This article summarizes how to solve a regression problem with DataRobot. Specifically, the topics include importing data, exploratory data analysis, and target selection, as well as modeling options, evaluation, interpretation and deployment.
For this example we are using a historical dataset from NBA games. This is a sports dataset. Within it is a combination of raw and engineered features in various sources. We're going to use this dataset to predict game_score, which is an advanced single statistic that attempts to quantify basketball player performance and productivity.
The different rows represent different basketball players within this dataset and the columns represent features about those players. At the end of this dataset, we have our target column indicated in yellow: this is the outcome that we're trying to predict. The target here is a continuous variable, which makes this machine learning problem a ‘regression’ problem.
Figure 1. Snapshot of training dataset
Figure 2. Data import options
There are five ways to get data into DataRobot:
Import data via a database connection using Data Source.
Use a URL, such as an Amazon S3 bucket using URL.
Connect to Hadoop using HDFS.
Upload a local file using Local File.
Create a project from the AI Catalog.
Exploratory Data Analysis
After you import your data, DataRobot will do an exploratory data analysis (EDA). This gives you the means, medians, unique, and missing values for each feature in your dataset.
If you want to look at a feature in more detail, simply click on it and a distribution will drop down.
Figure 3. Exploratory Data Analysis
When you are done exploring your features, it is time to tell DataRobot the target feature (i.e., basketball game_score). You do this simply by scrolling up and entering it into the text field (as indicated in Figure 4). DataRobot will identify the problem type and give you a distribution of the target.
Figure 4. Target Selection example
At this point, you could simply hit the Start button to run Autopilot; however, there are some defaults that you can customize before building models.
For example, under Advanced Options > Advanced, you can change the optimization metric:
Figure 5. Optimization Metric
Then also, under Partitioning, you can also change the default partitioning:
Figure 6. Partitioning options
Once you are happy with the modeling options and have pressed Start, DataRobot creates 30–40 models; it does this through a process of building something called blueprints (see Figure 7). Blueprints are a set of preprocessing steps and modeling techniques specifically assembled to best fit the shape and distribution of your data.
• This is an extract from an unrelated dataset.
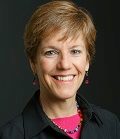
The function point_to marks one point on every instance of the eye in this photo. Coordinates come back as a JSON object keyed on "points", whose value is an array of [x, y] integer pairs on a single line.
{"points": [[51, 53], [75, 51]]}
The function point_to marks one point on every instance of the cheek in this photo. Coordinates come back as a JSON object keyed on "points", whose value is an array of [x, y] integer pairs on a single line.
{"points": [[44, 67], [81, 65]]}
Every model that the platform creates contains a blueprint.
Figure 7. Blueprint example
The models that DataRobot created will be ranked on the Leaderboard (see Figure 8). You can find this under the Models tab.
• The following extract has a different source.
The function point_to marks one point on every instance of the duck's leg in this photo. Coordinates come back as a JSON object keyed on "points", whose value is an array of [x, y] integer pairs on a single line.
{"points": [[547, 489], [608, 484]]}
Figure 8. Leaderboard example
After you select a model from the Leaderboard and examine the blueprint, the next step is to evaluate the model. You can find a set of the evaluation metrics typically used in data science under Evaluate > Residuals (Figure 9a) and Evaluate > Lift (Figure 9b).
In the Residual chart you can see predicted and actual values.
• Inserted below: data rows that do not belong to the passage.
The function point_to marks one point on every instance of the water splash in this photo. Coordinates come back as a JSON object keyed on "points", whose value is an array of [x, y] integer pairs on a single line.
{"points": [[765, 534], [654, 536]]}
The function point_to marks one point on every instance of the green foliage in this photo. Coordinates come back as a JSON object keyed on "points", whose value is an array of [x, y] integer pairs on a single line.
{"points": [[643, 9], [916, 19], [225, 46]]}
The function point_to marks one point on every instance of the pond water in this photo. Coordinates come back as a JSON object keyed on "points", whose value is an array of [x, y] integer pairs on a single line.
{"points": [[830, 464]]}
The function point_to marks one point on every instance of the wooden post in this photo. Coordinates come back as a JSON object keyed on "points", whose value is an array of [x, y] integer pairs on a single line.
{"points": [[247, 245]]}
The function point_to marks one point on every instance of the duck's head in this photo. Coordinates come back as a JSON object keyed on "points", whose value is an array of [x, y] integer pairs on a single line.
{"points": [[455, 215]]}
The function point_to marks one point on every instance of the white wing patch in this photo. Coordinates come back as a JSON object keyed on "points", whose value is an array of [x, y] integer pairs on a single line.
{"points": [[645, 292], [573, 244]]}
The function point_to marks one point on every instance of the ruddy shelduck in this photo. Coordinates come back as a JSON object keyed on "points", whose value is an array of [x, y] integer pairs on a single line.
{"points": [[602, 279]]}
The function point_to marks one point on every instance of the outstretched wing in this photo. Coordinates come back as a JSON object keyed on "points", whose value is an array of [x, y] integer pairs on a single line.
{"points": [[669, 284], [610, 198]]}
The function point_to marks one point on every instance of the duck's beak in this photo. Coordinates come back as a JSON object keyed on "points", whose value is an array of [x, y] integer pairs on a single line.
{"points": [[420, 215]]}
Figure 9a. Residuals Chart example
In the Lift chart you can see how well the model fits across the prediction distribution.
Figure 9b. Lift Chart example
Once you have evaluated your model for fit, it is time to take a look at how the different features are affecting predictions. You can find a set of interpretability tools in the Understand division.
Feature Impact allows you to see which features are most important to your modeling.
Figure 10. Feature Impact example
This is calculated using model-agnostic approaches. You can do a feature impact analysis for every model that DataRobot creates.
Figure 11. Feature List Creation
You can also examine how these features are affecting predictions using Feature Effects (shown in Figure 12), which is also in the Understand division. Below, you can see an example of how the number of in-patient visits increases the likelihood of readmission. This is calculated using a model-agnostic approach called partial dependence.
Figure 12. Feature Effects example
Feature Impact and Feature Effects show you the global impact of features on your predictions. You can find how features are impacting your predictions locally under Understand > Prediction Explanations (Figure 13).
Figure 13. Prediction Explanations example
Here you will find a sample of row-by-row explanations that tell you the reason for the prediction, which is very useful for communicating modeling results to non-data scientists. Someone who has domain expertise should be able to look at these specific examples and understand what is happening. You can get these for every row within your dataset.
There are four ways to get data out of DataRobot under the Predict division
The first is to use the GUI in the Make Predictions tab to simply upload scoring data and compute directly in DataRobot (Figure 14). You can then download the results with the push of a button. Customers usually use this for ad-hoc analysis or when they don’t have to make predictions very often.
Figure 14. GUI Predictions
You can create a REST API endpoint to score data directly from your applications in the Deploy tab (shown in Figure 15). An independent prediction server is available to support low latency, high throughput prediction requirements. You can set this up to score your data periodically.
Figure 15. Create a Deployment
Through the Deploy to Hadoop tab (Figure 16), you can deploy to Hadoop. Users who do this generally have large data and are using Hadoop.
Figure 16. Hadoop Deployment
Finally, using the Downloads tab, you can download the scoring code to score your data outside of DataRobot (shown in Figure 17). Customers who do this generally want to score their data off of a network or at a very low latency.